La fundación católica de derecho pontificio, Ayuda a la Iglesia Necesitada (ACN), publicó su informe anual sobre la persecución de los cristianos en el mundo para el año 2021, titulado "¿Perseguidos y olvidados? – Informe sobre los cristianos perseguidos por su fe, 2020-2022".

El primer hallazgo del informe es claro: en el 75% de los países analizados, la opresión o persecución de los cristianos ha aumentado desde el año anterior.

En África, la situación de los cristianos empeoró en todos los países analizados, y cada vez hay más pruebas de un fuerte aumento de la violencia genocida por parte de actores no estatales, incluidos los yihadistas.

La gran amenaza: los islamistas

Los cristianos del continente se enfrentan a la amenaza del aumento del islamismo. Grupos como Boko Haram (Nigeria) e ISIS África Occidental (ISWAP) siguen intentando establecer califatos en la región del Sahel, con su propio wali (gobernador) y estructura gubernamental.

El Estado Islámico en el Gran Sáhara (ISGS) ha regulado fuertemente eventos sociales como bodas. En junio de 2021, los combatientes del ISGS ejecutaron a cinco civiles cristianos detenidos en un control de carretera entre Malí y Níger. En Mozambique, Al-Shabab ha intensificado su campaña de terror, matando cristianos, atacando pueblos cristianos y quemando iglesias.

El yihadismo está sacudiendo el estado de derecho en Nigeria: secuestros, sacerdotes asesinados y ataques mortales contra iglesias cada vez más regulares. Entre enero de 2021 y junio de 2022 fueron asesinados más de 7,600 cristianos. El presidente de la Asociación Cristiana de Nigeria afirmó que existe un programa planificado para "acabar con el cristianismo".

Dos incidentes mayores llegaron a los titulares internacionales. El primero es la lapidación y cremación de Deborah Samuel, de 25 años, en mayo de 2022 por compartir mensajes "blasfemos" en WhatsApp. Pero también el ataque mortal a la iglesia de San Francisco Javier en Owo, estado de Ondo, durante la misa del domingo de Pentecostés, que dejó al menos 40 muertos.

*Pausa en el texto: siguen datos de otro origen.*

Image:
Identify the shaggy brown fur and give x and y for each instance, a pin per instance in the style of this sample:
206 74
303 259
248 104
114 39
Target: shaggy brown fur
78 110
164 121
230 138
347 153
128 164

Persecuciones orquestadas por los gobiernos

En Sudán, tras el golpe militar que derrocó a Omar Al-Bashir, partidario del islamismo, el nuevo gobierno no ha dado señales de mejoría. Ha encarcelado sacerdotes, y acusó a una pareja de adulterio porque el marido se convirtió al cristianismo, además de ejecutar arrestos por apostasía.

Las tropas de Eritrea y Etiopía atacan al clero y a las iglesias en la región de Tigray. Las tropas eritreas son acusadas de llevar a cabo una campaña de "limpieza cultural" de base étnica y presuntamente han participado en masacres de cristianos etíopes, como la de Aksum, y en la destrucción de antiguos monasterios y edificios religiosos.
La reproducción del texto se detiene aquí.